American Gods is written by famed comics writer Neil Gaiman, best known for his work on the Sandman comics and his occassional collaborations with Terry Pratchet. However, I know him best as the translator for Miyazaki's film Princess Mononoke, easily one of my favorite films of all time. So I was happy enough to start off on American Gods. However, I had other things I was reading and try as I might it was difficult for me to find the time. Worse yet, it kept on getting lost, which was a genuine problem because it was really my mom's book and was on loan. However, I eventually tracked it down and dragged it with me to school where, after finishing about half a dozen books, I finally picked up and read my way through it.

I wasn't disappointed.

American Gods follows the tale of ex-convict Shadow. Having just served three years in prison after he got in a robbery-related fistfight Shadow is eager to return home to his young wife and move on. However, just a month before his release Shadow receives the proverbial good news and bad news. Good news: he's going to get out of prison early. Bad news: it's because his wife just died and the warden figures it's only fair Shadow gets to go to her funeral. Depressed, Shadow takes his leave and heads for his home in Eagle Point, Indiana.

On the airplane he meets a mysterious stranger in a pale suit. The man offer his name as "Mr. Wednesday" and tells Shadow he has a job for him. Initially, Shadow turns down the offer, but as it becomes clear there's little left for him at home, he takes the mysterious man up on his offer. It wouldn't really be spoiling anything at this point (at least to those with a basic knowledge of linguistics) to reveal that it quickly turns out that his employer, Mr. Wednesday, is really the All-Father Odin from Norse mythology and that most of the eccentric characters that surround him are fellow gods or other supernatural beings. Weakened by lack of worship the gods have embarked on a quest to restore themselves and defeat the "new gods" of America who've usurped their position.

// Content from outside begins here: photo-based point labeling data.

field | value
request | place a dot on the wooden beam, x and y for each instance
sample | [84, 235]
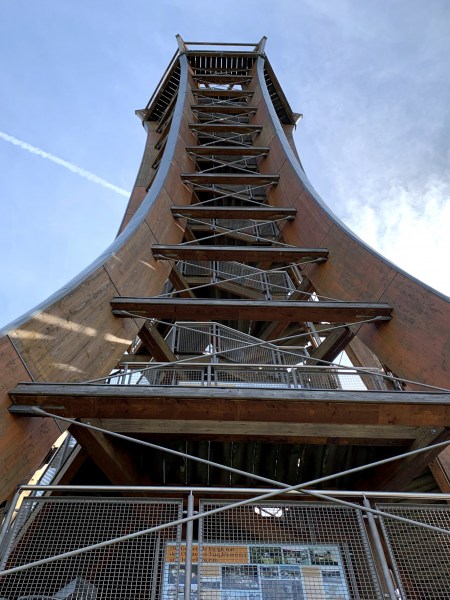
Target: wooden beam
[216, 310]
[111, 457]
[227, 150]
[222, 78]
[208, 93]
[228, 109]
[269, 213]
[230, 178]
[440, 467]
[225, 127]
[243, 254]
[275, 329]
[335, 342]
[155, 343]
[398, 476]
[255, 405]
[273, 433]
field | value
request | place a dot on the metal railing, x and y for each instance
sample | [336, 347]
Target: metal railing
[248, 376]
[218, 340]
[272, 283]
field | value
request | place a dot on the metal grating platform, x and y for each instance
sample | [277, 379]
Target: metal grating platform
[285, 551]
[45, 527]
[421, 557]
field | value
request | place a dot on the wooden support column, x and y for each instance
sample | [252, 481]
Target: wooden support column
[332, 345]
[155, 343]
[275, 329]
[397, 476]
[180, 283]
[440, 467]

The story is highly involving and while it take a while to get going it becomes really engaging around one third of the way through the book, once we get past introductions. It's at this point that the conflict between old gods and new gods begins to heat up and we learn some of the nature behind the gods and their position in America. The story is accented also by little flashbacks revealing how the gods were literally imported to the Americas by such people as the Norse or indentured servants in Colonial America. These little bits, while a little irrelevant to the story as a whole, do much to add to the interesting atmosphere of Gaiman's fictional universe.

The characters of American Gods are by far one of the most interesting parts about the book. Shadow, the main character, is perhaps not the most interesting of them but he is still a strong protagonist and one who doesn't fill either the typical hero or the typical antihero slot. Instead, he's, likely deliberately, a noble sort of an everyman. Of the supporting characters arguably the strongest is Mr. Wednesday / Odin, who plays such a prominent in the story. Witty and good humored he's certainly the most elaborate, weaving elaborate plots even as he seduces nearly every young woman he comes across or engages in petty cons in order to raise some cash for the road.

The technical aspects of American Gods are stronger than in many novels. Often I'll read a novel whose story and characters are brilliant but whose prose drags on and I often find myself skipping over. American Gods is not one of those and Gaiman manages to hold my attention throughout most of the novel. In a large part this is because of the interesting way in which he writes the pieces of narrative from Shadow's perspective, with Shadow's thought processes almost merged with the text in spite of the fact that it's in a 3rd-person, past-tense format. The text leaps out with a very personal touch that comes off as sincere and utterly human.

Overall, American Gods is a classic well-deserving of its acclaim.